I have 25 single cell RNAseq 10X samples processed with CellRanger. Three of these samples appear to be contaminated with high levels of low gene cells which are probably "soup" or loose mRNA. I want to filter out these low quality cells, but I don't want to also remove low expressing cells that I am interested in by raising the nFeature threshold too high.
Another bioinformatician in my lab suggested that I use the CellRanger filtered_feature_bc_matrix for these contaminated samples, rather than the raw_feature_bc_matrix. Is it advisable to use filtered_feature_bc_matrix for some of the samples and raw_feature_bc_matrix for the rest? Or should I use entirely one or the other?
I cannot really speak based on the Cellranger vocabulary since I use a different preprocessing pipeline, but I personnally filter based on four categories using the count matrix that the preprocessing pipeline sees as the "filtered cells" so the one where unreliable barcodes have already been removed.
1) Total number of detected genes (detected = counts > 0 per cell)

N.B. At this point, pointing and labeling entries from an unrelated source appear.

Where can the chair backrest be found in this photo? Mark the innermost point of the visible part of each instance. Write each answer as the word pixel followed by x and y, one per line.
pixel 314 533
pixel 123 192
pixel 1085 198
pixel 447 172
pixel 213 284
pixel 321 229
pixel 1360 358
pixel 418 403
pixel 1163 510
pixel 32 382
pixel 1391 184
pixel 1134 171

2) Total UMI counts per cell
3) % reads pmapping to mt genes
4) % genes mapping to rRNA genes
If you plot each of these categories as a violin for all cells you will be able to define by-eye cutoffs (or automated using 2-3xMAD) that separate outlier cells per category which you can then flag. Removing cells which fails any of these categories is usually sufficient to get rid of crappy cells without being overly stringent in any individual category. The combination of filters compensates for being very strict in each category. If you have low numbers of detected genes this usually comes along with low(er) UMI counts.